Zoomer debate rages on like seniors at the early bird special
The battle of the olds hit the airwaves Tuesday when Zoomer editor Suzanne Boyd debated National Post contributor Mireille Silcoff on CBC Radio’s Q regarding Silcoff’s editorial about the magazine’s hypocritical stance on aging.
“Why is it not OK to be an older person and relax?” Silcoff asked. “I don’t consider peer pressure the fact that you want to encourage people to live longer, healthier lives,” retorted Boyd. “We’re not telling anyone to have fab abs. We’re saying strengthen your abs so that you can have less back pain and increased mobility.” Yeah, sure.
In a letter to the Post, Zoomer owner Moses Znaimer accused Silcoff of being insecure about aging. Silcoff, who’s 37, explained that she’s been living with a spinal cord condition that rendered her a “frail 80-year-old woman,” and says her life was a living hell when she tried to wear heels and embody the zippy lifestyle Zoomer promotes. Snap. “As soon as I learned to accept and live with the deck that had been handed to me, a new horizon opened up and I learned how to live deeply and beautifully.”
A lovely thought, but lifestyle magazines are akin to Cosmo. Sure, they’re filled with mixed messages about aging gracefully while getting Botox, but we think readers (especially ones in their 60s) know to take advice with a grain of salt and a dash of humour. But if instances of elderly onset anorexia begin to rise, we’ll know who to blame.
This debate is so Tuesday-ago…. most have moved onto the pro’s & con’s of THE BABY FOOD DIET.

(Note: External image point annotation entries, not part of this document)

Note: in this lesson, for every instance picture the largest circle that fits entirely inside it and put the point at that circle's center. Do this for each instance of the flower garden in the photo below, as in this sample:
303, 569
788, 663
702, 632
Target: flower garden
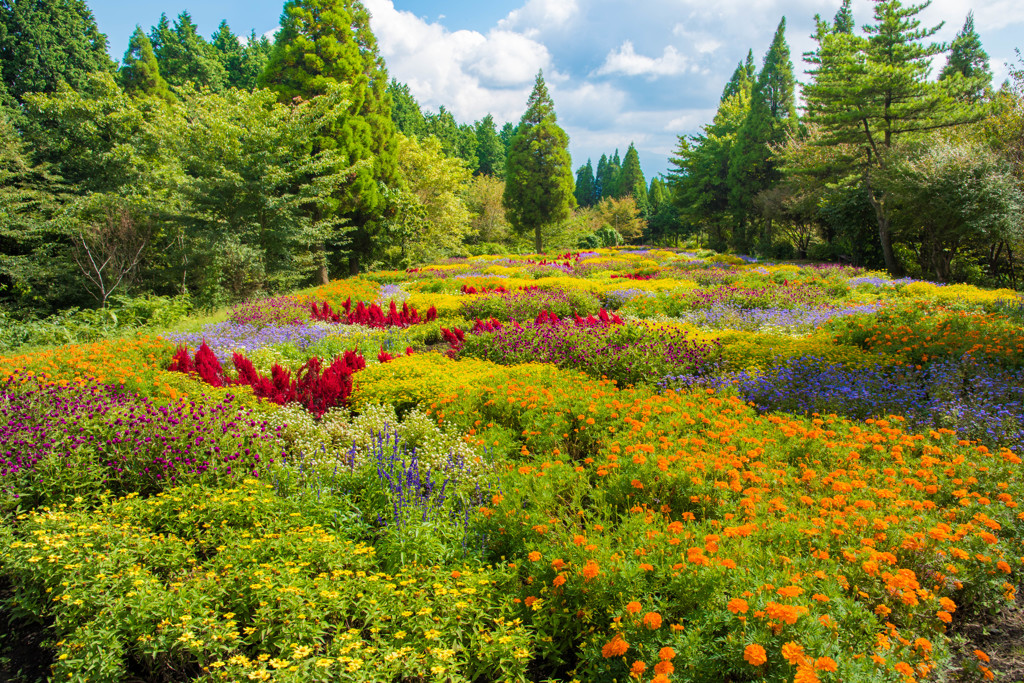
622, 465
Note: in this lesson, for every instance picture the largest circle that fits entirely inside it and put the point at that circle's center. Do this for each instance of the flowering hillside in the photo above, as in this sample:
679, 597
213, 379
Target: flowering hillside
621, 465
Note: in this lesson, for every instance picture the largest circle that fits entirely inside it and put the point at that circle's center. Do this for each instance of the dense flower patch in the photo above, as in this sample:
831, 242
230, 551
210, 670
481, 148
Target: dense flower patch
731, 471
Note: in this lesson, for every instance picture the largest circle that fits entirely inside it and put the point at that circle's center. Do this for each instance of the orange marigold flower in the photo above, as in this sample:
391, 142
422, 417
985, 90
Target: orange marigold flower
737, 606
652, 621
665, 667
825, 664
614, 647
793, 652
755, 654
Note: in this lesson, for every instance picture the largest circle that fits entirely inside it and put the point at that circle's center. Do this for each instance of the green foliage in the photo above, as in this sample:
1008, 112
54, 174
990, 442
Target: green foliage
140, 73
48, 42
539, 172
324, 44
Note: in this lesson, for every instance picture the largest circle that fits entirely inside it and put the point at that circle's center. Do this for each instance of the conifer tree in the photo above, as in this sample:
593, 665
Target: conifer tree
323, 44
586, 189
967, 65
870, 91
44, 42
632, 182
489, 151
539, 171
140, 74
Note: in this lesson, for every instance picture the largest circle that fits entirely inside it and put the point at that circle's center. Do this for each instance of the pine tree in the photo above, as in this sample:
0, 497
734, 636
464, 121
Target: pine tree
967, 65
323, 44
140, 74
586, 189
46, 42
843, 23
870, 91
539, 170
184, 56
771, 118
632, 183
489, 151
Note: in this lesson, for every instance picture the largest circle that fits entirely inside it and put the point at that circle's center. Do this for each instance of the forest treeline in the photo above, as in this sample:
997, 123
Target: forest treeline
227, 167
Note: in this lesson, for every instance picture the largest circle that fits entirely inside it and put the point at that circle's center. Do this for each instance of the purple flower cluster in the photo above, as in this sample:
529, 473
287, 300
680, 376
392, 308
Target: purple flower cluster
225, 338
276, 310
137, 444
731, 316
630, 354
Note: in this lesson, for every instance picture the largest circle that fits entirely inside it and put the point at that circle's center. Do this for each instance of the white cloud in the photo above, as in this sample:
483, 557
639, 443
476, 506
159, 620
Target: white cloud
539, 15
626, 60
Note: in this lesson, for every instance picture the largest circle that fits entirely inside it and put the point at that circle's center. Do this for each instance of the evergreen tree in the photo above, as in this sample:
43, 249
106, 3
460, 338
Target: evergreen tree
967, 65
843, 23
771, 118
140, 74
539, 171
489, 151
322, 44
184, 56
406, 111
586, 189
255, 53
45, 42
632, 183
870, 91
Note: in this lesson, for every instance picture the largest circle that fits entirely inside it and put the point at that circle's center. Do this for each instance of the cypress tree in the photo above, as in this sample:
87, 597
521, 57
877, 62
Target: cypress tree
967, 65
140, 73
632, 182
586, 189
539, 171
322, 44
45, 42
489, 151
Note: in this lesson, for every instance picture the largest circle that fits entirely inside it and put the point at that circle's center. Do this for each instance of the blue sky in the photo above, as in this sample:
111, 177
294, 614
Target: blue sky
619, 72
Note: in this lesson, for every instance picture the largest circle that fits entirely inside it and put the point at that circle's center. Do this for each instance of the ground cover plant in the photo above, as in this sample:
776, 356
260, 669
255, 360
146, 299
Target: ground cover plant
619, 465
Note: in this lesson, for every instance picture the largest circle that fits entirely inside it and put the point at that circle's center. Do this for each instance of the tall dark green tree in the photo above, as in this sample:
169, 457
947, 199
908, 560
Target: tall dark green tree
772, 116
843, 23
323, 44
539, 169
871, 91
632, 182
46, 42
586, 189
489, 150
183, 55
967, 65
140, 73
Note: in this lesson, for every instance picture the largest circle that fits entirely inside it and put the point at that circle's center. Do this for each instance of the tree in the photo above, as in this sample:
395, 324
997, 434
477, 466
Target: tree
770, 119
183, 55
539, 171
960, 197
872, 91
140, 73
322, 44
46, 42
586, 185
632, 183
489, 150
967, 65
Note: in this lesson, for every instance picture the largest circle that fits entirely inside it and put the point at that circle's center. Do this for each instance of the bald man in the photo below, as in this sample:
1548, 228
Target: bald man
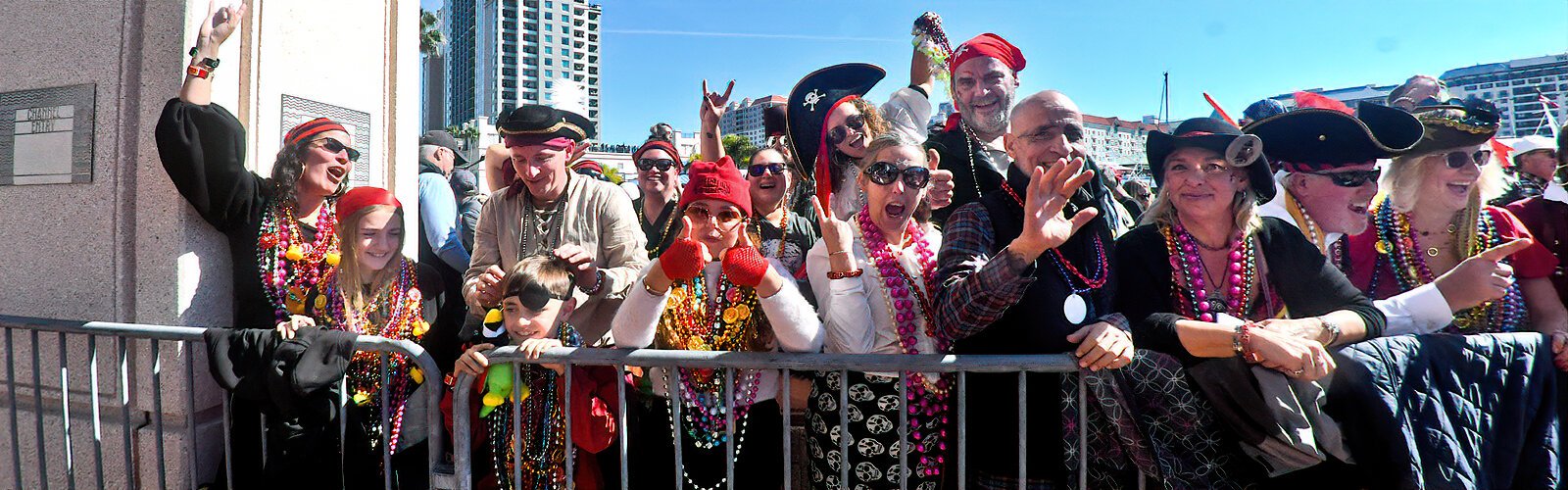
1005, 266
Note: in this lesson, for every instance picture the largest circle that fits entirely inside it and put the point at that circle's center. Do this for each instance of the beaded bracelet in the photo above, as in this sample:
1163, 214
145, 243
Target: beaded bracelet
846, 275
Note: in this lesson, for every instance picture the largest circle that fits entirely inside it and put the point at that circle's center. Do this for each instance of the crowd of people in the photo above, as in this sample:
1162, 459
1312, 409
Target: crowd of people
1282, 310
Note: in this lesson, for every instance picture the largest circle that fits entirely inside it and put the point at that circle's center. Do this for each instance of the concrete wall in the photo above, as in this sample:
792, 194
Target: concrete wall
127, 247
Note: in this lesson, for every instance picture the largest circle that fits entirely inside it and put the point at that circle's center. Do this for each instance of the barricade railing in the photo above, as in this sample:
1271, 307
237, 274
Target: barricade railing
125, 336
784, 363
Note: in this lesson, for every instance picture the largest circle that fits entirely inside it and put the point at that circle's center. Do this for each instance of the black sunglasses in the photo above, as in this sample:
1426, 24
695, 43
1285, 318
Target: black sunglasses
883, 173
838, 134
723, 217
1460, 159
1355, 177
757, 170
336, 146
650, 164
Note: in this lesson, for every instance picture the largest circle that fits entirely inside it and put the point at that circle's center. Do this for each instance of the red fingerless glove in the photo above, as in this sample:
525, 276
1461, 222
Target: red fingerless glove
745, 266
682, 260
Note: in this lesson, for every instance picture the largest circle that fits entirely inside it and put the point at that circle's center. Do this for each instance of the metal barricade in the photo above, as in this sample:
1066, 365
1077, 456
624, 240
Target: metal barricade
784, 363
125, 338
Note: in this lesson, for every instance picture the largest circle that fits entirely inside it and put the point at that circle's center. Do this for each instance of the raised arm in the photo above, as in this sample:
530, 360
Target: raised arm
710, 140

Of course Zoomer Magazine is schizophrenic. It’s written for a 45 year old audience in a cynical attempt to generate advertising dollars while 95% of the magazine’s circulation is to CARP members whose average age is 69 years. The ideas was to produce a younger focused magazine to drive new CARP memberships but it has been a dismal failure. Newsstand sales are meager at best. Advertisers who think they’re getting fashionable younger boomers are actually reaching an audience with no interest or intent to purchase. It is the height of chuzpah for Znaimer to think that the attitudes, behaviours and values of people born in 1941 are in any way similar to echo boomers born in 1965 simply shows how out of touch he is today. For Ms Silcoff to be off-base would suggest that Mr Znaimer is wrong and anyone who’s ever worked with him would know that is not possible.